This piece comes to us courtesy of HechingerEd blog.
Six low-performing Boston schools participating in a pilot program that gives teachers more training, support, and leadership roles are showing higher growth on state tests than other low-performing city schools according to a report released Monday by the non-profit Teach Plus.
The T3 Initiative program, a collaboration between Boston Public Schools and Teach Plus, began training and placing groups of experienced teachers with track records of raising student test scores in a set of three failing schools in 2010, after a dozen city schools were deemed underperforming by the state in 2010 for chronically low test scores. The pilot expanded to three more schools the following year.
The report, an evaluation by Teach Plus of its own program, shows that at the first three schools to use the program, the percentage of students earning advanced or proficient scores on their state tests increased by nearly 13 percentage points in English language arts on average over the course of two years, and 16.5 percentage points in math on average. The second group of schools saw similar growth at the middle school level over the course of one year.
In addition to training and hiring new teachers, the six schools in the T3 Initiative, provided health and wellness services for students, and intensive teacher professional development over the summer. Teach Plus teachers make up 25 percent of the school faculty at T3 schools, and serve in leadership roles to help other teachers improve.
Six other Boston turnaround schools did not participate in the T3 pilot, but did experiment with longer school days and staffing changes. A report by The Massachusetts Board of Elementary and Secondary Education found that state-wide, less successful turnaround schools, including those not part of the T3 program, tended to provide more generic professional development, infrequent coaching and teacher support, and struggled to create a safe school environments. Test scores at those turnaround schools have remained relatively stagnant.
Among the T3 schools, the biggest gains were in the middle grades at Orchard Gardens K-8, which doubled the number of seventh graders scoring proficient in English and math over the course of one year. At the elementary schools participating in the program, growth has been high in math, but more moderate in English language arts.
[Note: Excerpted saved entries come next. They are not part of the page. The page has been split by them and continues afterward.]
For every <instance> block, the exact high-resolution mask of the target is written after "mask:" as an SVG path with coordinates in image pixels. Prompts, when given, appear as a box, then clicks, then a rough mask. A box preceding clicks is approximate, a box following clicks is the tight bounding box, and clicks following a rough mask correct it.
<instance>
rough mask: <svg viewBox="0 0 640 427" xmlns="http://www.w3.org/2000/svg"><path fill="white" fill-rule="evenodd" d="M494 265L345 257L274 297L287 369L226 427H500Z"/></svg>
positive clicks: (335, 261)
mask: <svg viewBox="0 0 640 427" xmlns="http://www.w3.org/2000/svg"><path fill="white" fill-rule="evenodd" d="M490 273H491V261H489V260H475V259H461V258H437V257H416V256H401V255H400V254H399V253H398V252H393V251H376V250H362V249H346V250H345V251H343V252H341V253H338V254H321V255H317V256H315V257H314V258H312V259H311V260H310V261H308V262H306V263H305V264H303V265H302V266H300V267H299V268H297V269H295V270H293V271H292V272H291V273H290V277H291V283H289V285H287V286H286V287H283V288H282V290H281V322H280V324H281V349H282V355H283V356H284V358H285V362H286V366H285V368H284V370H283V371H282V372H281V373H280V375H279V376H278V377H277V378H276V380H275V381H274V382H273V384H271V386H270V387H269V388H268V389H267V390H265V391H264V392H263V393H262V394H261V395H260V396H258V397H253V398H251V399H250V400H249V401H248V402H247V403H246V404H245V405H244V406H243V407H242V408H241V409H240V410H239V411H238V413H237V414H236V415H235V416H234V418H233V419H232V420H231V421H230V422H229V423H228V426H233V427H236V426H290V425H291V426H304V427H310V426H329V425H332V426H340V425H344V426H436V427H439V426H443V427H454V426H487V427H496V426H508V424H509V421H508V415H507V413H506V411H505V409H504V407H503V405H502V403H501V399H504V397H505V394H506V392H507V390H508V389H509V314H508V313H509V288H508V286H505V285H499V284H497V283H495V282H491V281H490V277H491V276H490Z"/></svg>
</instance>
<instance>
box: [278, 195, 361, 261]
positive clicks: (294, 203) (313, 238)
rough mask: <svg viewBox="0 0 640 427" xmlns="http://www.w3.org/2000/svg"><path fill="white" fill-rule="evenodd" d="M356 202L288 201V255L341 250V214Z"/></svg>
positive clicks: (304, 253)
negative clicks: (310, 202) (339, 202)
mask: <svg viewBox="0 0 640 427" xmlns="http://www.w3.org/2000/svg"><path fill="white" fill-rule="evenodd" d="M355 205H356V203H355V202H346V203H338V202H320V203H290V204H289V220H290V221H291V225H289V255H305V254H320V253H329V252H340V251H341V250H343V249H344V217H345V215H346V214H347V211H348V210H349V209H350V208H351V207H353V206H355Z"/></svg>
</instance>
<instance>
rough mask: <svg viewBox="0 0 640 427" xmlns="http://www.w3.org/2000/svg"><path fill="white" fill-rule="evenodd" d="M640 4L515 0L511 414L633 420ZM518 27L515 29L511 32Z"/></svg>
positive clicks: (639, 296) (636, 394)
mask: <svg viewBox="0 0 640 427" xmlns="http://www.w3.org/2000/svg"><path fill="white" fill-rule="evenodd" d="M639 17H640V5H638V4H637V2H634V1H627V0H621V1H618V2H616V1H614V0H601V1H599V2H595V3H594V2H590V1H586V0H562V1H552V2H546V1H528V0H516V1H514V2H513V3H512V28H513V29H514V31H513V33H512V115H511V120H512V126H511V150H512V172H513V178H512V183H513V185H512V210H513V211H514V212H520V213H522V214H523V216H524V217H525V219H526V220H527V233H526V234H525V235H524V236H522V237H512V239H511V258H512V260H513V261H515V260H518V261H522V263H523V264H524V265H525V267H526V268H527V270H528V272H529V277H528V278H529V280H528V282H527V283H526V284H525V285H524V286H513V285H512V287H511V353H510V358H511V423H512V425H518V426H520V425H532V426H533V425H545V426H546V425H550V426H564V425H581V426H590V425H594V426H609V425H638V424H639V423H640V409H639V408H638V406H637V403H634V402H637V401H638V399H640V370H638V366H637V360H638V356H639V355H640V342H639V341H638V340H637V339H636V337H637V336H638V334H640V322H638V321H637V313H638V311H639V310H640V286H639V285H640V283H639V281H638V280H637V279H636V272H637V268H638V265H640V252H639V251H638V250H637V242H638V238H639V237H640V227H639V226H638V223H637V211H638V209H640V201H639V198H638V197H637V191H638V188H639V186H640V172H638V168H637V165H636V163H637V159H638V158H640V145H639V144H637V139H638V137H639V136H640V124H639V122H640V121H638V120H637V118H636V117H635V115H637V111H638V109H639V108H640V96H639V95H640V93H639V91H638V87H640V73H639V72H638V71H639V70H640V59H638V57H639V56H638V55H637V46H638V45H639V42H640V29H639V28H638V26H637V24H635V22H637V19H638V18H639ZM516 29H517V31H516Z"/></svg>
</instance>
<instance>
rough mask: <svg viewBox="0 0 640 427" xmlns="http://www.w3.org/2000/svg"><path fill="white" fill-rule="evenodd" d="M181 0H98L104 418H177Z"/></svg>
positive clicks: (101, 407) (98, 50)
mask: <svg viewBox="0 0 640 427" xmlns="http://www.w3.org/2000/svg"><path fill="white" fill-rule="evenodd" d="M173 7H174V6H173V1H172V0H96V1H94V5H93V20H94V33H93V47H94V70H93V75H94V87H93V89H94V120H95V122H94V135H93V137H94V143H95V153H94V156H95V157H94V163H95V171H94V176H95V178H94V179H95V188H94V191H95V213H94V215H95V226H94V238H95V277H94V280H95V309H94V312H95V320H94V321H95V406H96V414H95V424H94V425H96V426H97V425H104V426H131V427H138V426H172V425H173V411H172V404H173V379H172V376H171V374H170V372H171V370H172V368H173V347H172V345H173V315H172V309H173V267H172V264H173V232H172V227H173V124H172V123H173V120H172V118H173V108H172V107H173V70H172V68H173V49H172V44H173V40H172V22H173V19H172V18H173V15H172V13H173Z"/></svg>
There was only a 0.3 percentage point increase on average in English language arts scores during the first year of the pilot. The elementary school that joined the program during the 2011-12 school year saw only 4 percentage points of growth, although math scores jumped by 18 percentage points.
The Teach Plus program is among several types of reforms that Boston has tried since the 12 city schools began receiving federal funding to undergo a turnaround process. Principals were replaced in five of the 12 failing schools, and staff members at six of the schools were asked to reapply for their positions, including three schools that participated in the T3 project. One school closed in 2011 as part of a massive school closure and consolidation plan intended to save the district more than $36 million. Nine of the remaining 11 schools extended their school day by an hour, and two added two hours.
Research suggests that school turnarounds are extremely difficult. Most schools in the federal School Improvement Program, which the Boston schools were a part of, made gains on test scores in the first year, but more than a third did worse after receiving federal funding to make improvements.
“If we’re going to make lasting change in our schools, we need to look to teachers to lead that change,” said Boston Public Schools Superintendent Carol R. Johnson. “We’re thrilled with the progress these schools are making.”
Research has shown that teachers are the most important in-school factor that influences student achievement, yet inexperienced teachers are more common in urban and low-income schools. A 2010 study commissioned by the Massachusetts Business Alliance for Education found that during the course of two school years, half of Boston’s public-school teachers were never evaluated, and a quarter of the city’s schools didn’t turn in teacher evaluations to the district.
Districts in Massachusetts have three years to turn around failing schools before they could face a state takeover.